Head of the “QueerCulture” group in New York and the feminist community “Voice of Women”, gender researcher
I realized I was bisexual when I was a teenager, and because of my inner biphobia I judged myself. I grew up in a homophobic family, felt lonely, spent all my time reading books, often skipped school, where I was severely bullied. I came out to my family and friends three years ago. Even though my parents make “some allowances” for me, they still do not accept me.
Sometimes I think that I am wrong bisexual, because according to most people bisexuality implies attraction to cisgender women and men. I like girls more often, and I’ve also had crushes on transgender and non-binary people. I have almost no contact with cis men: I have no interest in them and would not build a relationship with them. This is largely due to the fact that I am used to socializing in which I feel uncomfortable and in which I feel like an object, a “second gender.

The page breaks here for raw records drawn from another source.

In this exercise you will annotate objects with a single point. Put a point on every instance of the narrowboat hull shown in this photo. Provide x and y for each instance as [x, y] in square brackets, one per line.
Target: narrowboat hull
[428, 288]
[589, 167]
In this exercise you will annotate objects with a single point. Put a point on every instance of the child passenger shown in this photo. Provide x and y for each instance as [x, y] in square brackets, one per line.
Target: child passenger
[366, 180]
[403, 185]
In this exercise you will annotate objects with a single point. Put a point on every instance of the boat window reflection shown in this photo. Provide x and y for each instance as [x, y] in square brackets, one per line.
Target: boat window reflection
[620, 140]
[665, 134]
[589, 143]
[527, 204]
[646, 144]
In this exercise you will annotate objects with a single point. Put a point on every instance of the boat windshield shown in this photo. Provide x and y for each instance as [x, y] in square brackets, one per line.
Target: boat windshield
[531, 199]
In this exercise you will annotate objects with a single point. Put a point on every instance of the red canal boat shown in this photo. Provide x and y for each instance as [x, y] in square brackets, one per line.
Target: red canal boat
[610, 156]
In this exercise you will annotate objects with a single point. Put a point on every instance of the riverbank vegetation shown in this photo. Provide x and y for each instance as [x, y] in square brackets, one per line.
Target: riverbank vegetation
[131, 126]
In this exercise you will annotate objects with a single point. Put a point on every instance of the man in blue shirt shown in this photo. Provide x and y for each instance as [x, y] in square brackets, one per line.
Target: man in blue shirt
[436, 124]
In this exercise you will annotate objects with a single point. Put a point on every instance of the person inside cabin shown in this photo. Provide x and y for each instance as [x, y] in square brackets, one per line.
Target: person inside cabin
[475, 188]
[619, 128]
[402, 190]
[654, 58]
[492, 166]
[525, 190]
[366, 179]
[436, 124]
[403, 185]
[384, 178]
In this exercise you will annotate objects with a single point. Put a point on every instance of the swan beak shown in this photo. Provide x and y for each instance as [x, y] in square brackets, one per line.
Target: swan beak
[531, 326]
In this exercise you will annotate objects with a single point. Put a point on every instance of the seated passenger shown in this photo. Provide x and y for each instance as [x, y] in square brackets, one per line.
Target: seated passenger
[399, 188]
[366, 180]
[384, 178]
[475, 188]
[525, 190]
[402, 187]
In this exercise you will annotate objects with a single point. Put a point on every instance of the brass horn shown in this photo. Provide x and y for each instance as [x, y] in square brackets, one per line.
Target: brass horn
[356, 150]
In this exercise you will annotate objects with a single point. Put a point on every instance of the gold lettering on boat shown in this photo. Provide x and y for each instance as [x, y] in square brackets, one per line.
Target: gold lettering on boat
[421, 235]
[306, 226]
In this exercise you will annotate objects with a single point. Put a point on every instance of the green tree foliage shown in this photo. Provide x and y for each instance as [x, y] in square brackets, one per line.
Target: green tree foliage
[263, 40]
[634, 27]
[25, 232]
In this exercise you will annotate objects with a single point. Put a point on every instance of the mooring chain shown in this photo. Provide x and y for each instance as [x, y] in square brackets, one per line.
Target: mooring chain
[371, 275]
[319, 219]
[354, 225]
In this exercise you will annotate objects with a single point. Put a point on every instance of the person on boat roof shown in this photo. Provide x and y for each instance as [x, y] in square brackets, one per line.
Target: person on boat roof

Being bisexual, and even more so being an LGBT activist, means feeling discriminated against all the time. I have become a victim of attacks and harassment, I am threatened with murder, rape, which our police are totally indifferent to. I am pressured by my relatives, who want me to become “normal” and not embarrass them. At the university where I studied I was harassed, they wrote complaints about me, statements to the prosecutor’s office.
But in the LGBT community I also see prejudice against bisexual people: they may see us as unreliable partners who are “bound to leave for a man”. Being bisexual means feeling pressure from stereotypes, rejection from both heterosexual and homosexual people. I think in order to change that, there needs to be education about bisexuality, adequate representation of bisexual people. That’s what I try to do as an activist.